Published on Jul 01, 2021

Start your child’s savings habit early

As a parent, you care about the success of your child. And establishing positive money habits early in life can drastically shape their financial well-being.

Here are some tips to help teach your child about money and start them on the path to financial success.

    1. Talk with your child about money One of the easiest ways to help your child is to get them comfortable talking about money.Include them in discussions about how you spend the family’s income. Give them an opportunity to ask questions and help prioritize the use of any discretionary income. Exposing your child to complex financial situations will help them to make better decisions later in life.
    2. Use their allowance as a teaching tool The best way to understand the value of a dollar is to earn it. Give your child the opportunity to earn money through chores or other age appropriate jobs. Help them establish savings goals and budgets for how they will spend their income. Exposure to real-life financial situations will provide a basis for future financial success.
    3. Teach them the importance of saving Now that your child is making a regular allowance, you need to help reinforce the importance of saving. Work with them to identify a desired item and outline a plan to save for its purchase. An ideal goal would be something that they can accomplish within a few months so that they learn the lesson without becoming discouraged. Resist the urge to match dollars and let the success be a result of their own work. There’s nothing more rewarding than establishing a goal and working hard to achieve it.
    4. Establish a custodial savings account As your child starts to accumulate savings, you will want to move them beyond their piggy bank. Visit your local Valley National Bank and ask to open a Kids First Savings Club account.
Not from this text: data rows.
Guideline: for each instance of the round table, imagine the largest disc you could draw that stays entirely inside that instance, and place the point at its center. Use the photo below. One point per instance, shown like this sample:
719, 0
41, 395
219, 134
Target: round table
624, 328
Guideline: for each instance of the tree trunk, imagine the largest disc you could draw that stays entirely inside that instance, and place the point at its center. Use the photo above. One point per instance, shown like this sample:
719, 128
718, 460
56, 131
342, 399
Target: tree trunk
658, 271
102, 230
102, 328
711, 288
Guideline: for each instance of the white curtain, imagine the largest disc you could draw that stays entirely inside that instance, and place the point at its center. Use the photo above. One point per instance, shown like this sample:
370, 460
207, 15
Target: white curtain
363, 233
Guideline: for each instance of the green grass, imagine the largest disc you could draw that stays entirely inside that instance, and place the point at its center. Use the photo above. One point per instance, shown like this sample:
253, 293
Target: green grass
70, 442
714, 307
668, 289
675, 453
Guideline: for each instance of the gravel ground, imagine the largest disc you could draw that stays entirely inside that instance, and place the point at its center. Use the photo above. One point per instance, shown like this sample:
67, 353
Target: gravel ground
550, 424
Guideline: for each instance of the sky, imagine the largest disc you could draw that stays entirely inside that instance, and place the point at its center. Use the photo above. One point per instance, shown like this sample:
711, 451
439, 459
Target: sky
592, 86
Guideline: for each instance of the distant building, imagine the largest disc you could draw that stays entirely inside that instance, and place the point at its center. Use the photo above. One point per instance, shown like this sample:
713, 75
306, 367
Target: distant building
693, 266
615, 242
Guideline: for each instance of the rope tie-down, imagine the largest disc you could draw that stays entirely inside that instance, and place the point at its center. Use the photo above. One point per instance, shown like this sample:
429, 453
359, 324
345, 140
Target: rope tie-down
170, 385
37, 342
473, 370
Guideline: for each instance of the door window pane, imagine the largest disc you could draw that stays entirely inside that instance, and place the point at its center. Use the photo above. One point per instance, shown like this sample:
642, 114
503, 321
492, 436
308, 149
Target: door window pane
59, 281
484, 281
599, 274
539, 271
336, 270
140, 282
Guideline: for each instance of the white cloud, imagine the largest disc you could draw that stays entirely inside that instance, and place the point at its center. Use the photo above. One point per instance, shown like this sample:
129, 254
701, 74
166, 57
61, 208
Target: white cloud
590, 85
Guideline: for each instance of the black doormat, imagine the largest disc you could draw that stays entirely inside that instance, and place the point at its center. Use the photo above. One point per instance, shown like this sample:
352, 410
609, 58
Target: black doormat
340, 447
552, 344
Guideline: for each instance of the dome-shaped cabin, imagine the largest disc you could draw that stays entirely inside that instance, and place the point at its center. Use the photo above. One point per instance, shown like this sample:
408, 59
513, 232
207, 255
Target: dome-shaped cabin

While you are opening the account, have the banker explain interest and any other benefits that come with account ownership. Depositing a small amount on a regular basis will help establish a lifelong habit.
    5. Get them excited about money management Once you’ve established some basic financial habits, you should think about how to keep them top of mind. Review monthly statements together, talk about your child’s financial goals, and celebrate their future savings milestones. Making money management fun will pay dividends for the rest of their life.